Sunday, 18 November 2012

How I Stopped Worrying and Learned to Love TripAdvisor

"The world is changed, I feel it in the water, I feel it in the earth. I smell it in the air. Much that once was is lost; for none now live who remember it."

Every now and then I see a rather snippy tweet or comment from the catering industry on the commentary provenance of TripAdvisor. As a regular contributor to and satisfied user of TripAdvisor I find this attitude perplexing and somewhat disturbing. The world is changed.

I'm a Great Fan of TripAdvisor

Not long ago there was a really comfortable, and self contained, relationship between restaurants and critics. Probably too close. Sometimes you'd go to a restaurant on the strength of a review and then wonder if you were in the right restaurant. The critics were known and in small numbers. Comfortable relationships existed. Apart from the odd scathing review (an old review of the Wykeham Arms in Winchester remains an all time favourite!) mostly it was pretty tame stuff that worked a lot like the marketing arm of the catering industry.

Then the Internet happened, and the industry was and remains completely unprepared. The industry frequently rails against it.

I like TripAdvisor and I take it quite seriously. I have written over 50 reviews and, looking at it, nearly all have been positive. I try to be honest in my reviews and I never write a gratuitously bad review. My one properly "negative" review of a highly rated restaurant (here: http://bit.ly/Wf7sCN) was, sadly, an honest and true reflection of our experience. The restaurant challenged the review. I reconfirmed it. They weren't happy. Neither was I.

I have used TripAdvisor very successfully to find some wonderful restaurants. I find that it is simple to filter the trolls from the people being honest. We've found some fabulous restaurants that we could not have otherwise found. Often we spend a lot of time researching a new location and rarely do we simply plump for the top few restaurants, being more interested in those that rate multiple stars and have interesting sounding reviews. I also think that most people reviewing on TripAdvisor do things honestly and truly reflect their experience.

I also love reading the really damning reviews, especially the 1* ones. Mostly they're hilarious rants from trolls. I know this and totally discount them. Most people do. Every now and then though you see a genuinely bad experience and that matters.

The catering industry though, in some arenas, appears to struggle with this. It doesn't recognise that the internet has happened and that customers, and not just critics, have a forum now. The customers are your real critics. Assume for a moment that a bad review on TripAdvisor is a true reflection of a customer's experience. They're not coming back, and they're going to tell their friends.
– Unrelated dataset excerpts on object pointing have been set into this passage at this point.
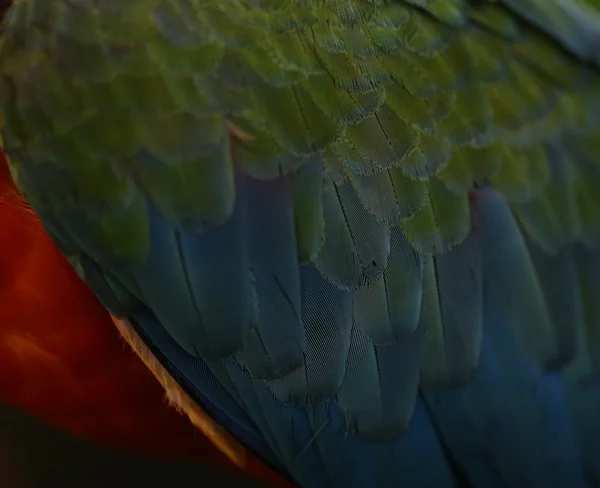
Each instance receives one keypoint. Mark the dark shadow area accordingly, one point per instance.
(34, 455)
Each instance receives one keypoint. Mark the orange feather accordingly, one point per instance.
(62, 359)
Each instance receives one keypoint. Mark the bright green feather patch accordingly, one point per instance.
(449, 92)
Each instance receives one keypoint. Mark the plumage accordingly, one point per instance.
(361, 232)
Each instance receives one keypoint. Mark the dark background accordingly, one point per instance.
(34, 455)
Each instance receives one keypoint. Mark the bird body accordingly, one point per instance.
(361, 234)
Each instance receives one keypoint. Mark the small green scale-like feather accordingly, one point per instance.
(382, 116)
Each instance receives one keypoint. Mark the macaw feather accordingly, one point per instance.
(337, 221)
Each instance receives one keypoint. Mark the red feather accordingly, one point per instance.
(62, 359)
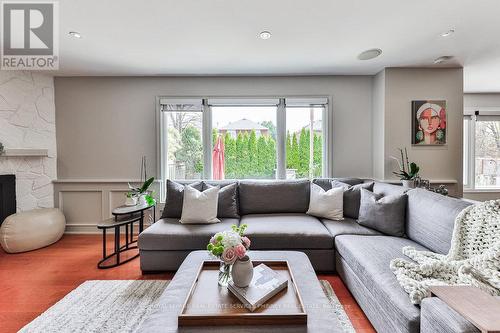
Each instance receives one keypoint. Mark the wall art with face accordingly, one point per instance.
(428, 122)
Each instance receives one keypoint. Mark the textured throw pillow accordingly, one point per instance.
(175, 195)
(352, 196)
(385, 214)
(200, 207)
(327, 204)
(228, 200)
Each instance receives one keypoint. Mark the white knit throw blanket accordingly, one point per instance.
(473, 259)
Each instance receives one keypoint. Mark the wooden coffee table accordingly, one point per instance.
(475, 305)
(321, 315)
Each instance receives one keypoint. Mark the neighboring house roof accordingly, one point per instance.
(317, 126)
(243, 125)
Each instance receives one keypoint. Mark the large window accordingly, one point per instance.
(243, 142)
(183, 142)
(304, 141)
(227, 138)
(482, 152)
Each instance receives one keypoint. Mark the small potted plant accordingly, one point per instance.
(229, 247)
(131, 199)
(407, 171)
(142, 194)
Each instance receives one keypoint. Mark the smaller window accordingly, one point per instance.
(487, 153)
(481, 152)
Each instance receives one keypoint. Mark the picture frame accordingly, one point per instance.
(428, 125)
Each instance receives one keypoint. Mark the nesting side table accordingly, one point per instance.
(122, 216)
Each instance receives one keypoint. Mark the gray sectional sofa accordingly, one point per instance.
(275, 214)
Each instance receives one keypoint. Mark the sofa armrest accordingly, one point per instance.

Those friends are probably not coming now either, TripAdvisor or no TripAdvisor. It's not just TripAdvisor. It's Twitter, Facebook and the guy down the pub having a good old moan about the terrible service last night. The "social" part of social media is really important.
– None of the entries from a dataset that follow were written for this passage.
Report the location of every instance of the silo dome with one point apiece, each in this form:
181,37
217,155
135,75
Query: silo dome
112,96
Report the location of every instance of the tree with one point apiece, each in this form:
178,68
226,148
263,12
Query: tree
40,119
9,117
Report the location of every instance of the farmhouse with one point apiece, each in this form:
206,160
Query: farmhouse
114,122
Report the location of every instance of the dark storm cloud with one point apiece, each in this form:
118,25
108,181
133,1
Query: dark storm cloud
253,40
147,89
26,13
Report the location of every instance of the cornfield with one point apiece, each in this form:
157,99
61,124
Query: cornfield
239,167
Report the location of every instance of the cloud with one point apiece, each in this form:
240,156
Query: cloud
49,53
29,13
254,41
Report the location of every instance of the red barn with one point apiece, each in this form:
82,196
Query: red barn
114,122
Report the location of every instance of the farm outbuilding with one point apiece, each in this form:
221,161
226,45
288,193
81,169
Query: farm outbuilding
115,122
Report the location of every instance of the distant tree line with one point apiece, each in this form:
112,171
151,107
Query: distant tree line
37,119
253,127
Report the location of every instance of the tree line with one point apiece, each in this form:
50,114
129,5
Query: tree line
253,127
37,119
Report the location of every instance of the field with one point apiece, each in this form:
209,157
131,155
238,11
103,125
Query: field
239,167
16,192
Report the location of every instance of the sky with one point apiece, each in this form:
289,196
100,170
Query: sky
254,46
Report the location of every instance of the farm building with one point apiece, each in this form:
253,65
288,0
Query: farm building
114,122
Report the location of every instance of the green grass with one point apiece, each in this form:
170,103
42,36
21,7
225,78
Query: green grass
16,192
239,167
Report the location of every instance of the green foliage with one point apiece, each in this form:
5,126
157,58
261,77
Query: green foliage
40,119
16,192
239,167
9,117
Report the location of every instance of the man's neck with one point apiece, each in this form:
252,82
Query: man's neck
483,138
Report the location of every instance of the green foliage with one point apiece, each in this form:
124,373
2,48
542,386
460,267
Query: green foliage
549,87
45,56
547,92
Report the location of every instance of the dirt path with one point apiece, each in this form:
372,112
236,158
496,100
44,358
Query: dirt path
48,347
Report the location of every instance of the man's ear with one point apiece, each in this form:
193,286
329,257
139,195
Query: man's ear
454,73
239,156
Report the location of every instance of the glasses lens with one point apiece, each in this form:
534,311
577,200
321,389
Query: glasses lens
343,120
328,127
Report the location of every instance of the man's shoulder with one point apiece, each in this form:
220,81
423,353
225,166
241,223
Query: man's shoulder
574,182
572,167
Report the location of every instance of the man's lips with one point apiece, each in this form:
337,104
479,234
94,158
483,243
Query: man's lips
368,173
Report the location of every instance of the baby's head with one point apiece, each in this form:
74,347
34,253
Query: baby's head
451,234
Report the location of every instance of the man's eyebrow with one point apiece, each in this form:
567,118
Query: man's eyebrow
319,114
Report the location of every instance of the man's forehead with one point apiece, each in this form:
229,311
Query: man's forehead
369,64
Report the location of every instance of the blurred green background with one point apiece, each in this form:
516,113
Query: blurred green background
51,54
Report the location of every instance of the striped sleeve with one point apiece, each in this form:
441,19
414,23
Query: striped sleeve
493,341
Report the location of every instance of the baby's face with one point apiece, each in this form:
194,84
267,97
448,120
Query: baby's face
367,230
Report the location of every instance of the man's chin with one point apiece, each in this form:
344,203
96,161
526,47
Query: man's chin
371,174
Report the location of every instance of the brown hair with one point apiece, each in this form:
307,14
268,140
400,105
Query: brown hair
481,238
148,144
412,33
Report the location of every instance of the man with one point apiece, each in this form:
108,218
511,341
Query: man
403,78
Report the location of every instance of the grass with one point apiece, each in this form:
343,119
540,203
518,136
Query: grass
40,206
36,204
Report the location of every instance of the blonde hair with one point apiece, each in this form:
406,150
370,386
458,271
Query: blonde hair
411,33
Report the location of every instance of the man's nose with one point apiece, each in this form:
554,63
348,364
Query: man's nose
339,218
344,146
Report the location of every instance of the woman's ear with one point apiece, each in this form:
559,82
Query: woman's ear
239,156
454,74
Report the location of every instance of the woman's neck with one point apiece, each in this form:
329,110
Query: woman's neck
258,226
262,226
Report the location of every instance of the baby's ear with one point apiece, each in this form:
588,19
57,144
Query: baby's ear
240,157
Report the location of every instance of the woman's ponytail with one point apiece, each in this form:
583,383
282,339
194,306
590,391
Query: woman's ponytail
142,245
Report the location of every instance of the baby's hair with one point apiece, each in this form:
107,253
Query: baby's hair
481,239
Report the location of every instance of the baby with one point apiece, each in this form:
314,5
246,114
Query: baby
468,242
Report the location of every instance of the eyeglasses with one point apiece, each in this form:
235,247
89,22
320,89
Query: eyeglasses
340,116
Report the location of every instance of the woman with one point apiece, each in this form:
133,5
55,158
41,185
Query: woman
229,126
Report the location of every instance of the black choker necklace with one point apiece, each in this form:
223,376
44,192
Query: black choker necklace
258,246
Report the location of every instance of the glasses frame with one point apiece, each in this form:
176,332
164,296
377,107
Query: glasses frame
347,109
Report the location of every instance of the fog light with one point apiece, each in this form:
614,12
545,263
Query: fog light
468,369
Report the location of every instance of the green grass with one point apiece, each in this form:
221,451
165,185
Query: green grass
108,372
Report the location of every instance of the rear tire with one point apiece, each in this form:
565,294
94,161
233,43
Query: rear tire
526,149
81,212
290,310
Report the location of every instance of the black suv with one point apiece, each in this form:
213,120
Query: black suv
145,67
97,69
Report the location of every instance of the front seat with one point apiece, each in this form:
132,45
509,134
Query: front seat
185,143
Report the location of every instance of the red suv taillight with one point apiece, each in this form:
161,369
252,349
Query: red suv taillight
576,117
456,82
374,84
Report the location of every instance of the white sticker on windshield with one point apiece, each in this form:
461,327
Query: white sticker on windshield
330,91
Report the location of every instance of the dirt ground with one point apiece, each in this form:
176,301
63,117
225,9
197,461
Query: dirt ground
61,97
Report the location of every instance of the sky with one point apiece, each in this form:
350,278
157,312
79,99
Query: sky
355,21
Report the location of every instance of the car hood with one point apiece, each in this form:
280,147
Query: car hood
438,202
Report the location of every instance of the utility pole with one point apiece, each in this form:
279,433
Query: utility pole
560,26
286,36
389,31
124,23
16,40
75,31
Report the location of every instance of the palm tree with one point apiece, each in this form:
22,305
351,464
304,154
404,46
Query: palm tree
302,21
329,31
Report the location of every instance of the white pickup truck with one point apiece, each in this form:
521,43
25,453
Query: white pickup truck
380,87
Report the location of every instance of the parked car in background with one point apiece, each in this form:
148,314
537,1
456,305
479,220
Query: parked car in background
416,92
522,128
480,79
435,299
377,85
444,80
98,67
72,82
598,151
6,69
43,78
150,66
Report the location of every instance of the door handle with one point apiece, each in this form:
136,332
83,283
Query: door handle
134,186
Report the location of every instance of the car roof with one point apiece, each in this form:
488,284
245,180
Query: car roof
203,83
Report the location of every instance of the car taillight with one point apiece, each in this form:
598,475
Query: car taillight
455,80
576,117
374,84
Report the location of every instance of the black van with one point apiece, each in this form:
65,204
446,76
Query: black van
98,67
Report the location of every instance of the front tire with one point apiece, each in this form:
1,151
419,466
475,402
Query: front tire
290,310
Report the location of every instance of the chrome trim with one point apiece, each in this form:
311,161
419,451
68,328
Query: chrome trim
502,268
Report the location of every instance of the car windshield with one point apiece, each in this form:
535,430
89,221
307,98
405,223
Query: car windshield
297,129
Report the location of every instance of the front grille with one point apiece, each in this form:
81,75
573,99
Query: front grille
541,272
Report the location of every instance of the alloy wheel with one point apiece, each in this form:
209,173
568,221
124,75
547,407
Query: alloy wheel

How I Stopped Worrying and Learned to Love TripAdvisor

My advice to restaurants. Embrace TripAdvisor. Engage with your customers online. Most of all, stop hating it.

Sometimes people are going to hate your restaurant for all the wrong reasons. It doesn't matter. They hate it and they're going to tell their friends. They do it on TripAdvisor it's really public and obvious. They do it elsewhere you'll never see or hear it but it is just as damaging. Possibly more so, because they're probably telling locals who are probably your core customer base.

If you're a restaurant, participate on TripAdvisor and engage with your customers. Challenge bad reviews and acknowledge good ones. People on TripAdvisor love feedback from the restaurants they write about and it doesn't happen nearly often enough. If someone writes a truly unreasonable review - like the guy that gave a restaurant a 1* because they were booked out and he didn't have a booking - challenge it and ask to get it taken down.

If you think you don't have enough time to engage with customers on TripAdvisor then your priorities are messed up. Unless you're getting dozens of reviews a day, then you're really looking at a few minutes a day to engage with customers using a different channel. Think of it like the equivalent of having the chef come out at the end of service to chat to the customers. Just do it.

TripAdvisor is not a force for evil and engaged properly can be a great channel to engage with current and future customers. Accept that sometimes people are just going to say completely unfair and unreasonable things about your restaurant. Also accept that sometimes people are going to come to your restaurant and, despite your best efforts, are going to have a truly awful experience whether it's your fault or their expectation. It's been happening forever and it's not going to stop. You'll be a lot more successful though if you engage than if you ignore.

1 comment:

  1. Absolutely agree with you. Tripadvisor is a brilliant resource, and my experience with it echoes yours exactly.